Öncelikle bu teorilerin tabiri caizse hedef kitlesini belirten Prof. Dr. Balcıoğlu, afetzedelerin kendilerinin, yakınların, afeti görenlerin ve ekrandan izleyenlerin böyle bir felaket döneminde ‘Akut stres bozukluğu’ ismi verilen rahatsızlığı yaşayabileceklerinden bahsederek sözlerine şöyle devam etti:
Bu rahatsızlıkta kişinin duygularında abartılı haller gözükür. Depresyona yakın üzüntü görünür. Doğru düşünemez, düşünceler gidip gelir. Bu bir süre sonra davranışlara da yansır. Buna bir de kaygı bozukluğu ve uyku bozukluğu eklenince bu kişinin sağlıklı davranmasını ve düşünmesini bekleyemeyiz. En önemlisi gelecekle ilgili kaygı bozukluğudur. Dışarıdan gelen her davranışa aşırı tepkiler gösterebilir.

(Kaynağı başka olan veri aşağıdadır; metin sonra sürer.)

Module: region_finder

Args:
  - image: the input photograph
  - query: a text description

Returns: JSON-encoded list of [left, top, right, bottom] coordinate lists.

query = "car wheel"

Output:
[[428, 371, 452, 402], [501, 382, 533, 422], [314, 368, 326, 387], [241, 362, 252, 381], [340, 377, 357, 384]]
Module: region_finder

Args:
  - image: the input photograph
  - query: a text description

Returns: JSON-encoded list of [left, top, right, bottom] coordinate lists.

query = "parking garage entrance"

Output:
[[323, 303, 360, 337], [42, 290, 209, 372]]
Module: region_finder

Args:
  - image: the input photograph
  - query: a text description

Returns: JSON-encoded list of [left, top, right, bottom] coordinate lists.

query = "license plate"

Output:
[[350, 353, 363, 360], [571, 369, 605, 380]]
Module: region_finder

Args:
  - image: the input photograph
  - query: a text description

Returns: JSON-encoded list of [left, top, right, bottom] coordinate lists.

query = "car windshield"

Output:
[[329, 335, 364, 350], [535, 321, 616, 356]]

Bu belirtilerin yaşanan travmadan 1 ay sonra bile devam etmesi halinde bu duruma ‘travma sonrası stres bozukluğu’ ismi verildiğini söyleyen Prof. Dr. Balcıoğlu, kişinin öfke patlamaları yaşayabileceğini, kendisini ve yakın çevresini suçlamaya yönelik sözler söyleyebileceğine dikkat çekti.

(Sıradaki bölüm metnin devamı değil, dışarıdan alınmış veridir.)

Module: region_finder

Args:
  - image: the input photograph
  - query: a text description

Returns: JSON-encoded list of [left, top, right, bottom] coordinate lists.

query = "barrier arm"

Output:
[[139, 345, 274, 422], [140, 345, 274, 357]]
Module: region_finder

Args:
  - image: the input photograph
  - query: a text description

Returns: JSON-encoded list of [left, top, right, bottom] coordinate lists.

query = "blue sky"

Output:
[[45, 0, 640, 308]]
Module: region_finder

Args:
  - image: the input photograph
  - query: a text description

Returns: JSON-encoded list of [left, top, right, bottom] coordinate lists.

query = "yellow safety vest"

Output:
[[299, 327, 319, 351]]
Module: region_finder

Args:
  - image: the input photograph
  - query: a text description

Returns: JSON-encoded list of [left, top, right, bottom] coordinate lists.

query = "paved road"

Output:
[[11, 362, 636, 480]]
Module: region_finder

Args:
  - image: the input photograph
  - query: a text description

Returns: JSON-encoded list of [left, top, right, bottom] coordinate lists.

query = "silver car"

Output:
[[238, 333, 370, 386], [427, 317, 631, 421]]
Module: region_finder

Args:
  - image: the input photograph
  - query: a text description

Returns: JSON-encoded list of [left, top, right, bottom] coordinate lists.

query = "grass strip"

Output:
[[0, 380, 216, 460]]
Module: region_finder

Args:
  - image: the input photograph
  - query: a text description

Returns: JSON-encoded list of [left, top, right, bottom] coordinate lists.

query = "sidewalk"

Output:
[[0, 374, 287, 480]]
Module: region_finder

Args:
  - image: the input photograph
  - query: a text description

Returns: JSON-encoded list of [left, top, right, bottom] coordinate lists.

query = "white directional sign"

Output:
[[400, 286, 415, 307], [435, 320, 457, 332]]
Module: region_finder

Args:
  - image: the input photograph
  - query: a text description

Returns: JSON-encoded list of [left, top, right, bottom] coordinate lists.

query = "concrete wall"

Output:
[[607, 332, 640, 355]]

Prof. Dr. Balcıoğlu, bu belirtilere muhakeme sıkıntılarının da eklenebileceğini belirterek, “Sağlıklı olarak duygularını ifade edememesi davranışlarına da yansır. Normal zamanda verilmeyecek tepkiler verip davranışlar sergileyebilir. Bu kişiler rüzgarın karşısında yaprak gibidir. Her türlü telkine açıktır. Olumlu ve olumsuz sözlerden çok daha fazla etkilenebilir” şeklinde konuştu.
Böyle travma zamanlarında insanların dile getirmese de yönetilmeye muhtaç olduğunu söyleyen Prof. Dr. Balcıoğlu, ‘Yönetici nerede, babam nerede, muhtar nerede’ gibi şeylerin söylenmesinin psikolojik açıdan normal olduğunu belirtti.
KOMPLO TEORİLERİNE DİKKAT
Öte yandan Prof. Dr. Balcıoğlu, felaketten etkilenen kişilerin böyle vakitlerde komplo teorileri gibi bilime dayanmayan iddiaları da dillendirebileceğini ifade ederek, “Bu teorileri ortaya atan kişiler tam da böyle felaket ve travmatik zamanları bekler” dedi.
Yer bilimci uzmanların böyle iddiaları bilimle birlikte anında çürüttüğüne dikkat çeken Prof. Dr. Balcıoğlu, bu tarz iddialara inanan ve bunlardan etkilenen insanlara yapılacak telkinde uzman isimlerin bilime dayandırdığı açıklamaların oldukça etkili olacağından bahsetti.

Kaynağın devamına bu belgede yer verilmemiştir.